Wind farms have had a lot of subsidy over the last couple of decades, and the total cost is rising by billions every year

Nevertheless, the industry is keen to have much more, and was reportedly putting pressure on Jeremy Hunt to deliver the goods in his Budget last week.

Having failed to make any headway, it is not letting up in the aftermath either.

Doing so does rather put the kibosh on the picture which has been painted for the last six years of an industry which has delivered one technological breakthrough after another, with the result that costs have fallen through the floor.

This, it seems, was a case of spokespersons being more than a little economical with the actualitéThe truth is that costs are rising steadily as experiments with larger turbines and, for offshore units, deeper waters fail to deliver.

If the Green Blob does win further concessions from the Chancellor, it will be a travesty. The industry is already awash with government largesse. Not enough to hide the catastrophic economic fundamentals entirely, it’s true, but nobody can say that the taxpayer and electricity consumer have not been extremely generous.

Money is still pumped into the hands of investors from the Renewables Obligation – billions every year – and while the Contracts for Difference (CfD) scheme went into (much trumpeted) reverse last year, so that generators paid back into the system, normal service has been resumed since Christmas, and you the public have contributed a not-inconsiderable £100million or so already this year.

The CfD system has a rather natty hidden subsidy as well, because all the contracts are inflation-linked, so that wind-farm income goes up every year, even though most of the costs are capital and therefore not subject to inflation.

That was a clever rip-off of the consumer by Whitehall, wasn’t it?

The CfD payments are also uplifted each year in line with increased charges for balancing the grid. These costs have soared as grid managers struggle to deal with the chaos delivered by gigawatt after gigawatt of unreliable renewables joining the system.

Do you see what is happening? The wind farms cause the trouble, but they are exempted from the costs. It’s as though someone throws litter all over their back garden and then charges the neighbours to tidy it up.

Similarly, the cost of upgrading the transmission grid to get wind-farm electricity to market is socialised. Although offshore wind farms have to pay to get their electricity ashore, the cost of upgrading the network to get power from, say, rural Aberdeenshire to the West Midlands is socialised too. Another hidden subsidy!

Many of us have heard about the so-called ‘constraint payments’ which wind farms receive when power cannot be delivered because the wires can’t take the load.

These are commonly held to be a payment to ‘switch off’ but this isn’t necessarily true, and herein lies another way to loot the consumer’s purse.

If the wind farm can deliver power through a private wire to a battery, say, it can take the constraint payment, tuck the power away, and then sell it back to the grid in times of shortage for a huge profit.

Double payment for the same electricity!

No doubt the bright sparks in Whitehall had to think long and hard to come up with that particular wheeze.

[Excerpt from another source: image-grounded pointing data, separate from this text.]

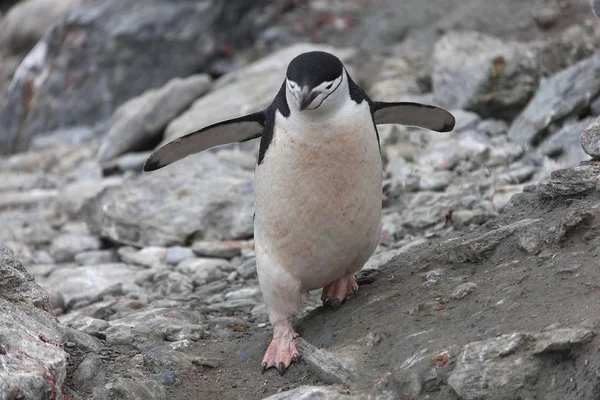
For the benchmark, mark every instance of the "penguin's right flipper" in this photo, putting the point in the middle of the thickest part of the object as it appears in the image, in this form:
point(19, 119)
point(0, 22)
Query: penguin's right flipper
point(413, 114)
point(230, 131)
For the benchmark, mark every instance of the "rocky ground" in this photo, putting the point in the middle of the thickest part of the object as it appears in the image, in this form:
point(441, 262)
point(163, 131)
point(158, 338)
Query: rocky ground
point(120, 285)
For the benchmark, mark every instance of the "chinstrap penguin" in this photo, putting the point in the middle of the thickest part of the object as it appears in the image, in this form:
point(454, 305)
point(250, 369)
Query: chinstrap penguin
point(318, 185)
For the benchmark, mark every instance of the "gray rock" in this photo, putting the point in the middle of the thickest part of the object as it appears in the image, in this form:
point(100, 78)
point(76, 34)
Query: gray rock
point(478, 247)
point(474, 71)
point(89, 325)
point(570, 181)
point(560, 96)
point(89, 372)
point(94, 257)
point(100, 52)
point(502, 195)
point(179, 333)
point(177, 254)
point(488, 369)
point(386, 388)
point(248, 269)
point(558, 340)
point(566, 143)
point(132, 161)
point(33, 361)
point(325, 365)
point(384, 257)
point(436, 181)
point(130, 388)
point(234, 305)
point(590, 139)
point(87, 281)
point(204, 270)
point(492, 127)
point(142, 118)
point(27, 199)
point(247, 90)
point(28, 21)
point(218, 249)
point(596, 6)
point(310, 393)
point(162, 357)
point(463, 290)
point(466, 218)
point(197, 197)
point(64, 247)
point(465, 120)
point(17, 284)
point(151, 257)
point(529, 243)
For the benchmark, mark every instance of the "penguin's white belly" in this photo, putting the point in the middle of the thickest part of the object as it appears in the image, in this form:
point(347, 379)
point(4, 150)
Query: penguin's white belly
point(318, 201)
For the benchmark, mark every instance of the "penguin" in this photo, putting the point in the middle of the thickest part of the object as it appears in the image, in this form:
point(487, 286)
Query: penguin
point(318, 185)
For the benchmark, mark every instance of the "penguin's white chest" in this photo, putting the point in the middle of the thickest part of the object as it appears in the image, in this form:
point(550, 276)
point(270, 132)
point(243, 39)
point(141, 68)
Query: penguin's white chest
point(318, 197)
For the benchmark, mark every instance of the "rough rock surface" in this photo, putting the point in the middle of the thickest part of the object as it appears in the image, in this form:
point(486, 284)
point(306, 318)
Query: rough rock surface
point(100, 54)
point(245, 91)
point(567, 93)
point(198, 198)
point(477, 72)
point(34, 365)
point(484, 283)
point(590, 139)
point(141, 119)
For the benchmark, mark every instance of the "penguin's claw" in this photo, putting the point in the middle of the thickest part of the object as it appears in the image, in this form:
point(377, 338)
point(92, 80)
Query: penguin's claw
point(282, 350)
point(335, 292)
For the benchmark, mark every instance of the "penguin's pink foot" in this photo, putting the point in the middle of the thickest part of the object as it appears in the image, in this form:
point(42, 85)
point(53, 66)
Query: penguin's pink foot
point(335, 292)
point(282, 350)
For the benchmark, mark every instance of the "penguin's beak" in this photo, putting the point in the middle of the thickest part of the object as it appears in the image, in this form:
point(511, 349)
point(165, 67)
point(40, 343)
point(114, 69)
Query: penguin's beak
point(305, 97)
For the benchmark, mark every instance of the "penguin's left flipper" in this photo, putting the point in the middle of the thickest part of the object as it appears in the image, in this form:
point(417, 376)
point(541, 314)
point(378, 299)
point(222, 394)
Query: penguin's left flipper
point(235, 130)
point(413, 114)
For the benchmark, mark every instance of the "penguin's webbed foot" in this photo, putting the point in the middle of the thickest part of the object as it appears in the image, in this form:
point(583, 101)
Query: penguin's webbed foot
point(336, 292)
point(282, 350)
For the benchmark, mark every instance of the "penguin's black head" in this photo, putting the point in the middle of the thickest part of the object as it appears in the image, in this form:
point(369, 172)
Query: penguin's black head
point(312, 77)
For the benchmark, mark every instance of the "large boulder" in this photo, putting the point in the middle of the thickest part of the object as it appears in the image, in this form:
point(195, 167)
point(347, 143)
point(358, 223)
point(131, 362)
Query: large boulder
point(245, 91)
point(481, 73)
point(34, 365)
point(142, 118)
point(200, 197)
point(108, 51)
point(567, 93)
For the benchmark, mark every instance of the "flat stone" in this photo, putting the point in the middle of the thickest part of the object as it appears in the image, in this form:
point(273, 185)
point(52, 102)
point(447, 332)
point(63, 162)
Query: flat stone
point(204, 270)
point(326, 366)
point(177, 254)
point(590, 139)
point(87, 281)
point(150, 257)
point(66, 246)
point(218, 249)
point(477, 248)
point(570, 181)
point(310, 393)
point(558, 340)
point(200, 197)
point(463, 290)
point(94, 257)
point(248, 269)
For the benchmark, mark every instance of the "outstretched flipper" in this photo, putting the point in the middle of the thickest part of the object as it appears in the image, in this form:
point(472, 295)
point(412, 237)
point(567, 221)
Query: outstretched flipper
point(226, 132)
point(413, 114)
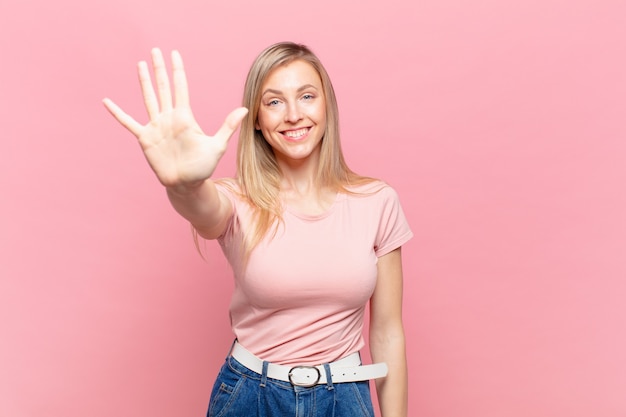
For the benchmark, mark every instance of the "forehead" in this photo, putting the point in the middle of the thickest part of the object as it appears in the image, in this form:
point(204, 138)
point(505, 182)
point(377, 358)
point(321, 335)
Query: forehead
point(292, 76)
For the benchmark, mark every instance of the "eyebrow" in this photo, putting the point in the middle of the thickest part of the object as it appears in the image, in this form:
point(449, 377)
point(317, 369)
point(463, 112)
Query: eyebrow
point(278, 92)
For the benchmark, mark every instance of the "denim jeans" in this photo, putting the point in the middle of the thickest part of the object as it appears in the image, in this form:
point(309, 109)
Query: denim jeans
point(240, 392)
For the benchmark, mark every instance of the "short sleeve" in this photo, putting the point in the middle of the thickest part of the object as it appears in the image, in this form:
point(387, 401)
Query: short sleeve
point(393, 227)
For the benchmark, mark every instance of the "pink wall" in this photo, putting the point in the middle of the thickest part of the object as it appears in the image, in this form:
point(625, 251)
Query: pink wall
point(501, 124)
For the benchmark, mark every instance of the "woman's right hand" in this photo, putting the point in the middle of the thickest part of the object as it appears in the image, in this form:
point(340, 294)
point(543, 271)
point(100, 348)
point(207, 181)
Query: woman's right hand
point(179, 153)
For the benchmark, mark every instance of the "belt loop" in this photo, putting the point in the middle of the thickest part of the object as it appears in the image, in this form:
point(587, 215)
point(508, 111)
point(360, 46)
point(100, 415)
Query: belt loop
point(329, 378)
point(230, 351)
point(264, 374)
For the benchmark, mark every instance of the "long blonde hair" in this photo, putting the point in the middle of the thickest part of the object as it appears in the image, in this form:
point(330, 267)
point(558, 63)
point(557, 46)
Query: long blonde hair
point(257, 170)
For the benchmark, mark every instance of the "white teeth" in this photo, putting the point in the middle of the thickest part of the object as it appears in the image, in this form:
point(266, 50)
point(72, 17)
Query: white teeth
point(296, 133)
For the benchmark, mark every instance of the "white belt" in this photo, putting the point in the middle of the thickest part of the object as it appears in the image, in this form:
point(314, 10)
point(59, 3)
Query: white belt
point(348, 369)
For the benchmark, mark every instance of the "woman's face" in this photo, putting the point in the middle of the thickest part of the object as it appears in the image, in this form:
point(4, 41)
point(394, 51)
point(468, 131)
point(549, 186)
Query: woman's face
point(292, 112)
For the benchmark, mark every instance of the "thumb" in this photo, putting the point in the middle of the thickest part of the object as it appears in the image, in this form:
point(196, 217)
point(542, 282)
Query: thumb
point(231, 123)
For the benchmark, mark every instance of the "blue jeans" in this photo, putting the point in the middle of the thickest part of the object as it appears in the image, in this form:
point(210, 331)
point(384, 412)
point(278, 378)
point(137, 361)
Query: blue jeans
point(240, 392)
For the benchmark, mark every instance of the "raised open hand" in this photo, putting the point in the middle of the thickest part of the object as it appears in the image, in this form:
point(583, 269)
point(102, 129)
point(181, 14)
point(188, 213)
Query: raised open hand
point(179, 153)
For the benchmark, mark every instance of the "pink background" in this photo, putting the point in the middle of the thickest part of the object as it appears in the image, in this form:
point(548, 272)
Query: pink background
point(500, 123)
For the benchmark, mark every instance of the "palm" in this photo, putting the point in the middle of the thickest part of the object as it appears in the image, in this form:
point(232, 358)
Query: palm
point(172, 141)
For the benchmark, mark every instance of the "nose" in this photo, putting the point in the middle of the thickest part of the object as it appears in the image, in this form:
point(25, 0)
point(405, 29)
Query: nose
point(293, 113)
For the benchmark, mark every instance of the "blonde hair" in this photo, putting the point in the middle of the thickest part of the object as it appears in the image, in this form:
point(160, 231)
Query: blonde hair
point(258, 172)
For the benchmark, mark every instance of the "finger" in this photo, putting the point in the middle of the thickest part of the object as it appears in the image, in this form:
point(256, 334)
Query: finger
point(181, 89)
point(162, 80)
point(125, 120)
point(149, 97)
point(231, 123)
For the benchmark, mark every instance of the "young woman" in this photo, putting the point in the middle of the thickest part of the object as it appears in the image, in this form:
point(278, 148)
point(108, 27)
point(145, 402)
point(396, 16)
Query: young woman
point(310, 242)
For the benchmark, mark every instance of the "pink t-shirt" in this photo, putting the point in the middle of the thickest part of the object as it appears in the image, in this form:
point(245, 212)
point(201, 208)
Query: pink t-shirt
point(302, 296)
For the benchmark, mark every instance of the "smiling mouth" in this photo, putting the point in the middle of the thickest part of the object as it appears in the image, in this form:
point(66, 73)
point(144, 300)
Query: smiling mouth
point(296, 134)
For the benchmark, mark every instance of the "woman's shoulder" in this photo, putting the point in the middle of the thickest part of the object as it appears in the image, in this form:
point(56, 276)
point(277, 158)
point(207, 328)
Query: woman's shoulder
point(369, 186)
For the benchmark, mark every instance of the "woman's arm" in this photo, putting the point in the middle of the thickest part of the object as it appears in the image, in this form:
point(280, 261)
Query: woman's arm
point(387, 335)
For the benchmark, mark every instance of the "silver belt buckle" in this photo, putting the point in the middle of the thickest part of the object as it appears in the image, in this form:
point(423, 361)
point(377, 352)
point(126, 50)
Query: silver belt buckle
point(317, 376)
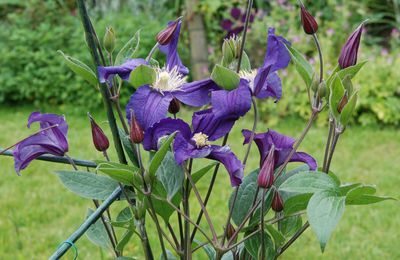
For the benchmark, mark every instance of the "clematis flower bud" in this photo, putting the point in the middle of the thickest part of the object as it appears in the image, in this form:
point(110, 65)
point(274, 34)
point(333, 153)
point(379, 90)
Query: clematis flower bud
point(310, 26)
point(136, 133)
point(109, 39)
point(348, 56)
point(266, 175)
point(174, 106)
point(277, 202)
point(100, 140)
point(166, 35)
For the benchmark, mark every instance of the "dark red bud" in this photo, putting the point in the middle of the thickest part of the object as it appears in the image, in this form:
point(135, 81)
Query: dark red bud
point(343, 103)
point(165, 36)
point(136, 134)
point(310, 26)
point(100, 140)
point(277, 202)
point(266, 175)
point(174, 106)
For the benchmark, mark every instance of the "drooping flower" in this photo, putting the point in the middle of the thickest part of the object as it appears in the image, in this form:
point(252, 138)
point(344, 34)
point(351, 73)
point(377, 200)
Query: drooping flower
point(196, 143)
point(100, 139)
point(51, 140)
point(282, 144)
point(348, 55)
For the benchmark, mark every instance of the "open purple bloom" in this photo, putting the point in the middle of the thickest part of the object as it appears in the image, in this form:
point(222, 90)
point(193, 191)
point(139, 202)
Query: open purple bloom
point(52, 140)
point(196, 143)
point(123, 70)
point(283, 146)
point(265, 82)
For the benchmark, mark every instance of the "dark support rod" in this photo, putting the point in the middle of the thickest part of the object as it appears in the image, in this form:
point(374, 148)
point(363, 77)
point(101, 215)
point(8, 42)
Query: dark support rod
point(58, 159)
point(85, 225)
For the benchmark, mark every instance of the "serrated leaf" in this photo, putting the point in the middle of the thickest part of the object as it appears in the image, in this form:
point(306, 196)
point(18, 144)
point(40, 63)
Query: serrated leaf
point(171, 175)
point(97, 233)
point(80, 69)
point(324, 212)
point(309, 182)
point(142, 75)
point(88, 185)
point(160, 154)
point(225, 78)
point(129, 50)
point(302, 66)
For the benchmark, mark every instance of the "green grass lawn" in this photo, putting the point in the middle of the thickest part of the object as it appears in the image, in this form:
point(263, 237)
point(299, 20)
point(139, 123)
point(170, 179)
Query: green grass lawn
point(37, 212)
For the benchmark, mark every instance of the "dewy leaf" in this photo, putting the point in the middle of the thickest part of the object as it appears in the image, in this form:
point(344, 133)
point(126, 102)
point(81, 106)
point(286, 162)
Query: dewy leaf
point(142, 75)
point(160, 154)
point(129, 50)
point(324, 212)
point(87, 185)
point(302, 66)
point(225, 77)
point(309, 182)
point(171, 175)
point(97, 233)
point(81, 69)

And finally, in case you were thinking that it would be nice to claw some of this money back in some way, perhaps through a windfall tax, be aware that CfD contracts have a clause which effectively exempts them from any tax rises at all.

As you can see, renewables are already an extraordinary rip-off. The scale of the looting is thoroughly depressing.

But there is little sign of anything changing soon. There is simply too much money to be made.